Why are we talking about this now?
Furniture etailer Worldstores.com has partnered with payday loan company Wonga to offer customers a new online payment tool which allows them to spread the cost of a purchase over three months. It is the second retailer to use the service following a trial with The Cotswold Company which began in December.
What pay-later schemes exist and how do they work?
The Worldstores.com service involves consumers paying an upfront fee of 7% to Wonga. After that, repayments are made once a month for three months. It is seen as an alternative to credit cards. The tactic has been popular with catalogue and big ticket retailers from DFS to Currys for many years. Currys offers shoppers a Buy Now, Pay Later service which allows them to pay a one-off £25 settlement fee and spread the cost of the product over 36 months with no interest to pay.
What are the benefits?
The payment option allows shoppers to have the items they want instantly, regardless of the money in their account that day. During the recession, the method has been increasingly popular as shoppers opt to delay full payment for an item until either their personal finances improve or they have been paid. For retailers, it allows them to reach a new customer base that wants an alternative to credit cards.

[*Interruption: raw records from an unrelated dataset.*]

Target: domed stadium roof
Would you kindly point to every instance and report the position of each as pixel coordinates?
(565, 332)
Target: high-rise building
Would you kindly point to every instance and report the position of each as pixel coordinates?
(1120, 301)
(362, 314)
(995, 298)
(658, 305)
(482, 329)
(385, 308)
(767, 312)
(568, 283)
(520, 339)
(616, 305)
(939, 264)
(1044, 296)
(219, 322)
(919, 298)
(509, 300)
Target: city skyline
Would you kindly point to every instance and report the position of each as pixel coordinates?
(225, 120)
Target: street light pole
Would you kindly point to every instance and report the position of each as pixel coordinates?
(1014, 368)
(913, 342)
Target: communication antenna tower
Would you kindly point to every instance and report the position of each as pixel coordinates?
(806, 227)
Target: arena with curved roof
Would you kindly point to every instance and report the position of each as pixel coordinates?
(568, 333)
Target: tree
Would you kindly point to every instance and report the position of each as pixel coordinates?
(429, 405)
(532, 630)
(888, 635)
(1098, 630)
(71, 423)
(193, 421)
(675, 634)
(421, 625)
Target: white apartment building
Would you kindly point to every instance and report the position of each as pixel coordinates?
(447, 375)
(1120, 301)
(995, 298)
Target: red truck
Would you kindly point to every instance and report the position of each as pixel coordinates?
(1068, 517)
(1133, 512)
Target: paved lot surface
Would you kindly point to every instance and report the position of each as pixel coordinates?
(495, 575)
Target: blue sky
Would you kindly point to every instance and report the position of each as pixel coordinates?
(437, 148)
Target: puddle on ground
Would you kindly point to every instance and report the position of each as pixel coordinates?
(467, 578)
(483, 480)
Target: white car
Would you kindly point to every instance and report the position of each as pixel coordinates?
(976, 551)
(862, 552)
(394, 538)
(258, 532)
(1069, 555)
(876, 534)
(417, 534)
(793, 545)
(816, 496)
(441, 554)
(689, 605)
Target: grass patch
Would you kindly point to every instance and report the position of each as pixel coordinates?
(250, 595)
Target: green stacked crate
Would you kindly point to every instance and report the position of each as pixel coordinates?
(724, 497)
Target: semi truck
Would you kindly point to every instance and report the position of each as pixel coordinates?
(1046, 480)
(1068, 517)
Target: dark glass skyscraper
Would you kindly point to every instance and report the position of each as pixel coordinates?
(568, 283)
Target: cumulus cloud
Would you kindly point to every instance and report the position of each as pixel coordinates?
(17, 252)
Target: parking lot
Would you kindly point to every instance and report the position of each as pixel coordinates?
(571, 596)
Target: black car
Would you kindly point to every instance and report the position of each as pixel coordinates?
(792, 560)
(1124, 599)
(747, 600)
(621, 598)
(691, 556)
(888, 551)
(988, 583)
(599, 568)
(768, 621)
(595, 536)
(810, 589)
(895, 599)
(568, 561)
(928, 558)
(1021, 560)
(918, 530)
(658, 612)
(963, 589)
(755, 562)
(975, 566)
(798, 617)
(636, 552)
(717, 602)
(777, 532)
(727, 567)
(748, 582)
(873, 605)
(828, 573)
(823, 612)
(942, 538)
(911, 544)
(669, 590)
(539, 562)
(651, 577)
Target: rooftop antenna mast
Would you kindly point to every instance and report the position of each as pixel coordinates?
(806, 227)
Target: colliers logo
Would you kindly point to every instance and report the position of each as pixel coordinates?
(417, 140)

Manchester Business School retail analyst Tarlok Teji says: “If you want to buy a sofa or a TV at 0% interest it’s a perfectly sensible option. People feel they are getting a good deal and it’s great for the consumer psyche.”
What are the drawbacks?
The payment option often sparks controversy, with some loan companies, and the retailers that partner with them, being criticised for encouraging people to rack up debt, as it is often offered to shoppers who have been rejected by credit card firms due to a poor credit history. Store groups including rent-to-buy retailer BrightHouse have come under fire for their high interest repayment terms.
What is their future?
Wonga is in advanced discussions with a number electricals, sports, and home and garden retailers about adding PayLater as an online payment option. As the depressed economy continues to pile pressure on shoppers’ disposable incomes, pay-later schemes show no signs of dying out. Teji adds: “As long as consumer confidence is low then people will not make big upfront purchases.